Mais tarde, na minha formação em engenharia, deparei-me frequentemente com a dificuldade em combinar a necessidade de precisão da linguagem com a necessidade de facilitar a compreensão de um conceito por um não especialista. Para mostrar esta diferença tenho o hábito de, no início do semestre, pedir aos alunos que definam o que entendem por uma startup. As respostas fazem normalmente referência à idade da empresa e à utilização de tecnologia, mas é comum a referência à necessidade de um caráter inovador. É fácil encontrar contraexemplos das duas primeiras características, mas a do cariz inovador exige mais uma entrada no caderno de significados. Como se define a inovação?

A pesquisa no dicionário não ajuda muito, em particular se queremos usar a palavra no contexto das empresas e da economia. Mesmo quando se procura em publicações académicas encontra-se uma grande diversidade de definições, dependentes da área específica a que o trabalho reporta. Sendo esta uma atividade onde há enormes vantagens na colaboração multidisciplinar, uma equipa de investigadores ingleses propôs-se encontrar uma definição comum de inovação. Para isso recolheram 60 artigos de sete áreas diferentes, desde a gestão à engenharia, com definições de inovação de onde tiraram descritores para um conjunto de atributos comuns. Começaram por representar os atributos e principais descritores num diagrama a partir do qual produziram uma versão textual que se pode traduzir por: “A inovação é um processo com vários passos através do qual as organizações transformam ideias em novos ou melhorados produtos, serviços ou processos, de forma a avançarem, competirem e diferenciarem-se com sucesso no seu mercado” (Baregheh et al., 2009).

Para simplificar esta definição de inovação é útil introduzir o conceito de modelo de negócio. Este conceito tem como objetivo dar resposta às perguntas de Peter Drucker sobre quem é o cliente e o que ele valoriza e a forma como a empresa ganha dinheiro. Alex Osterwalder e outros autores definem o modelo de negócio como o conjunto de hipóteses ou suposições que constituem “o racional da forma como uma organização cria, entrega e captura valor” (Osterwalder e Pigneur, 2010). Nesta perspetiva, o valor não tem de ser necessariamente lucro para o dono da organização e as bases do modelo são hipóteses cuja validade se pode testar. Por exemplo, o modelo de negócio de um hotel baseia-se em oferecer ao viajante uma forma simples de reservar e usufruir de um alojamento na sua propriedade. A Airbnb retirou a necessidade de possuir a propriedade recorrendo a anfitriões disponíveis para receber estranhos nas suas casas, oferecendo uma experiência mais autêntica ao viajante. A facilidade de reserva e a partilha das opiniões quer de viajantes, quer de anfitriões fizeram a diferença. A diferenciação faz também parte do modelo de negócio.

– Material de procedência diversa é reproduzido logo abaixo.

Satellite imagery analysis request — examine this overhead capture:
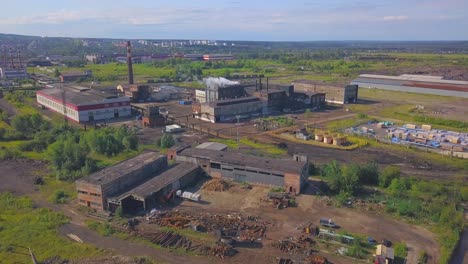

O modelo de negócio inclui assim, entre outras coisas, os produtos, serviços ou processos que a organização utiliza para criar valor. Por outro lado, as ideias precisam de um conhecimento de base, fazendo o processo da sua geração parte do processo de inovação. Pode-se, assim, simplificar a definição anterior para a forma: “A inovação é um processo com vários passos através do qual as organizações transformam conhecimento num modelo de negócio de sucesso”.

Agora que já temos no nosso caderno de significados as definições de inovação e de modelo de negócio, podemos compreender melhor a forma como Steve Blank define uma startup e que me parece ser a mais rigorosa: “Uma startup é uma organização que procura um modelo de negócio”. É por isto que dizemos aos alunos que nas cadeiras de empreendedorismo irão experienciar os desafios da criação de uma startup. Na realidade, usamos esta analogia para ensinarmos como se desenha e desenvolve um modelo de negócio com base em conhecimento, ou seja, como se faz inovação. E isso, tal como o caderno de significados, vai ser-lhes útil para o resto da vida.